Make preparations to minimize the time to revert the changes if needed. If possible, use a feature-flag to make it revertible without a deployment.
Publish a migration plan, outlying the actions on your side and which downstream service/infrastructure could be impacted during each of them.
Announce a timeline for the process, well in advance. Send a reminder before you start.
When making the change, monitor the system closely. Monitor both your services and those of other teams — basically anything that can be impacted by the change. Notify the relevant teams and stakeholders if you see anything unusual.
If something goes wrong and a service or an infrastructure is at risk, revert the changes. Remember, this is a complex process with many “unknown unknowns”. Things may pop only once you make the changes, so it might require a few iterations to get everything working as it should.

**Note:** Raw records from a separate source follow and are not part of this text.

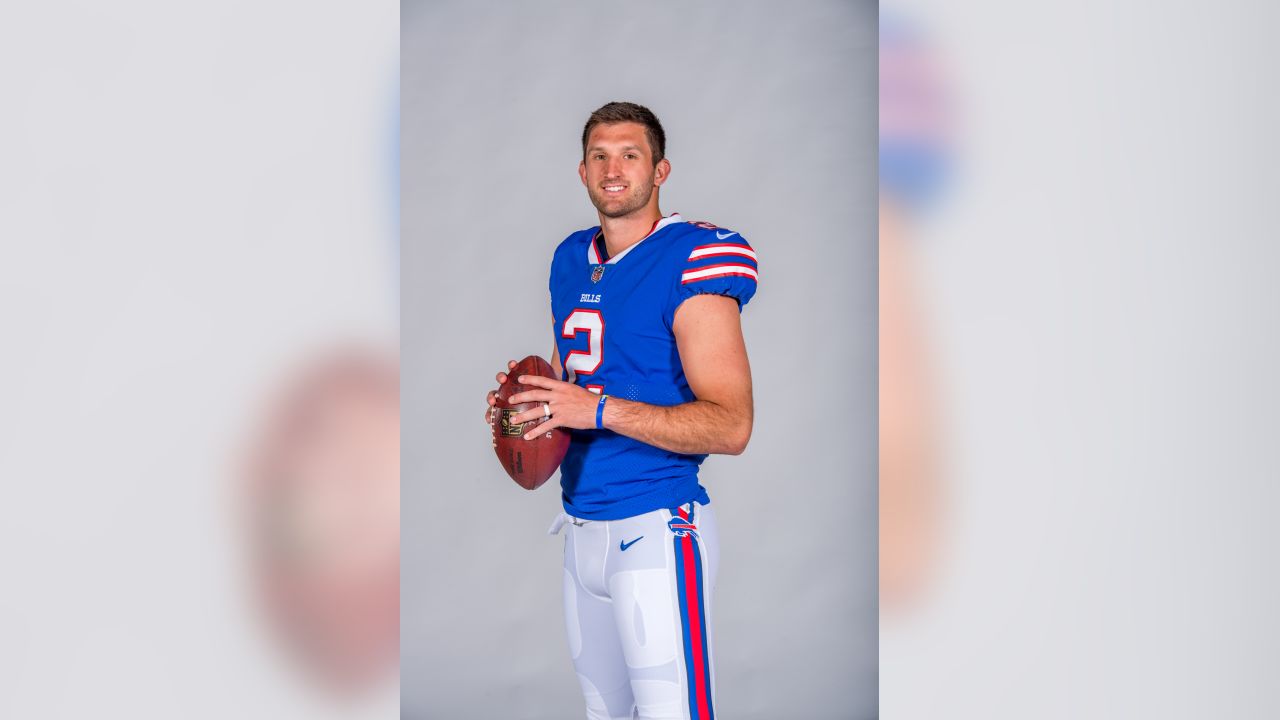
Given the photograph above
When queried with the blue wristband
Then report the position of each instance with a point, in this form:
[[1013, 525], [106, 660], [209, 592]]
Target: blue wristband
[[599, 413]]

Communicating the process in advance and setting realistic expectations in a transparent way ensures that everyone is aware of the changes and risks, while also increasing the confidence of your fellow workers in the change process. This is an important precondition to successfully changing the partition key.

In Conclusion

To sum it up, changing the partition key of a Kafka topic at a high scale can have a significant impact on performance and stability, so it’s crucial to have a solid and thorough plan. Validating the new partition key for proper data distribution, checking the impact on producer optimizations, considering the impact on downstream consumers, and communicating with downstream consumers are all essential for a smooth transition. In the end, this is what truly allowed us to move with confidence when changing the partition key for over 100 billion daily events.